More than half a century later, Secretariat’s records and reputation still reign supreme,” said Leeanne Meadows Ladin, author and president of the non-profit Secretariat For Virginia.
Today, Leeanne lives in the farm manager’s house at Meadow Stable, Virginia, surrounded by a landscape that once raised and conditioned a young Secretariat – his foaling shed and yearling barn, largely untouched, are preserved as historic landmarks.
Earlier this year, nearly 350 acres of adjacent pastureland, including “The Cove,” locally known as Secretariat’s nursery, were placed under permanent conservation easements. From this vantage, Leeanne lives alongside a legacy firmly grounded – not distant history, but uninterrupted, a continuum between yesterday and tomorrow.

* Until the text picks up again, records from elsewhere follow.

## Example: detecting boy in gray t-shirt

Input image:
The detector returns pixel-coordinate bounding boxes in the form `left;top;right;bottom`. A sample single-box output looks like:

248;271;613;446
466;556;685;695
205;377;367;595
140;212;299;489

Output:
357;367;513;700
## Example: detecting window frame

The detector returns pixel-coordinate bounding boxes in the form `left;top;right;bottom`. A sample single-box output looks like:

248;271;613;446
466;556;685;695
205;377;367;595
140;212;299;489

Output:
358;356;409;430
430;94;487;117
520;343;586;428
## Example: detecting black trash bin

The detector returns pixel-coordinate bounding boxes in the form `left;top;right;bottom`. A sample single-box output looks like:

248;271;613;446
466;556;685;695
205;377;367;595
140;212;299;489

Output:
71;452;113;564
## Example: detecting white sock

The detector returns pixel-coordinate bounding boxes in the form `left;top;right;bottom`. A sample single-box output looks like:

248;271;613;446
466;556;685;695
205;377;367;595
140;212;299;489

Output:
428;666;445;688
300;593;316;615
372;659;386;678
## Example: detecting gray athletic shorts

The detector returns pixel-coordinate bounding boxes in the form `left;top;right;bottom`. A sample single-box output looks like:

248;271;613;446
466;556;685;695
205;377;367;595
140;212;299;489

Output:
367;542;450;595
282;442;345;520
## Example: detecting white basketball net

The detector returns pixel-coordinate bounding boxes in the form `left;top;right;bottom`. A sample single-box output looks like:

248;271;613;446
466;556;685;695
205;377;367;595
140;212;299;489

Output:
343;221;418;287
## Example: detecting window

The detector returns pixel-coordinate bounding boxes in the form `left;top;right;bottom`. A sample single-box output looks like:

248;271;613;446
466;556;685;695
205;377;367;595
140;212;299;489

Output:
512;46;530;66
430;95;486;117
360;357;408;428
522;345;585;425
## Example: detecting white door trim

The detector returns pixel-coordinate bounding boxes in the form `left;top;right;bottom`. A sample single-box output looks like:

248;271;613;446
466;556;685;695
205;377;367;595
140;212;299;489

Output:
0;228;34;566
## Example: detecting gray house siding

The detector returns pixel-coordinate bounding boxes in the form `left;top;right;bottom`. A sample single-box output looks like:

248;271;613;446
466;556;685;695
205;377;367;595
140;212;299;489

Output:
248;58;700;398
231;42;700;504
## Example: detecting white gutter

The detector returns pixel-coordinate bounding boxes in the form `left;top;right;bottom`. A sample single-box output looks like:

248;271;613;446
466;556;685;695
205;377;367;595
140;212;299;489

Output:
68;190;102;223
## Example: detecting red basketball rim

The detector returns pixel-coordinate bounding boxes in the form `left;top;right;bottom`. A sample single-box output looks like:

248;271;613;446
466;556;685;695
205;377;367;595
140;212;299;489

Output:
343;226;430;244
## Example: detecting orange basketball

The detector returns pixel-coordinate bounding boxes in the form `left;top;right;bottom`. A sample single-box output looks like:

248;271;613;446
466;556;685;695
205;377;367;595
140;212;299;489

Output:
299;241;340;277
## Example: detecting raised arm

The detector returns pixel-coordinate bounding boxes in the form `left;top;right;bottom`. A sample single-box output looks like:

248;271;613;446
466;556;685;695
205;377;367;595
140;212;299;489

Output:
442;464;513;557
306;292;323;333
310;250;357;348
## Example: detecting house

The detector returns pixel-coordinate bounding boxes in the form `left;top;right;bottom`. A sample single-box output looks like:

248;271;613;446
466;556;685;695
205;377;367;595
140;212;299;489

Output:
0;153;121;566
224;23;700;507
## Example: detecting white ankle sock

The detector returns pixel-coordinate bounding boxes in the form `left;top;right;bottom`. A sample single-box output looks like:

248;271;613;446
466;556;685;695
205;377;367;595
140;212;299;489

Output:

Horseracing in the United States dates to the early 17th century, with Long Island’s Newmarket Course, established in 1665, marking the first organised racetrack in colonial America. Named for Britain’s racing capital, it was designed to formalise English racing tradition throughout the colonies. Three centuries later, on Saturday, 9 June 1973, American thoroughbred racing reached a pinnacle never before seen – and never replicated since.
At the summit stood a chestnut colt whose supremacy not only secured the Triple Crown, but reset the sport’s boundaries. For five extraordinary weeks, the record books were not simply rewritten but reimagined and today Secretariat’s official times still stand unchallenged.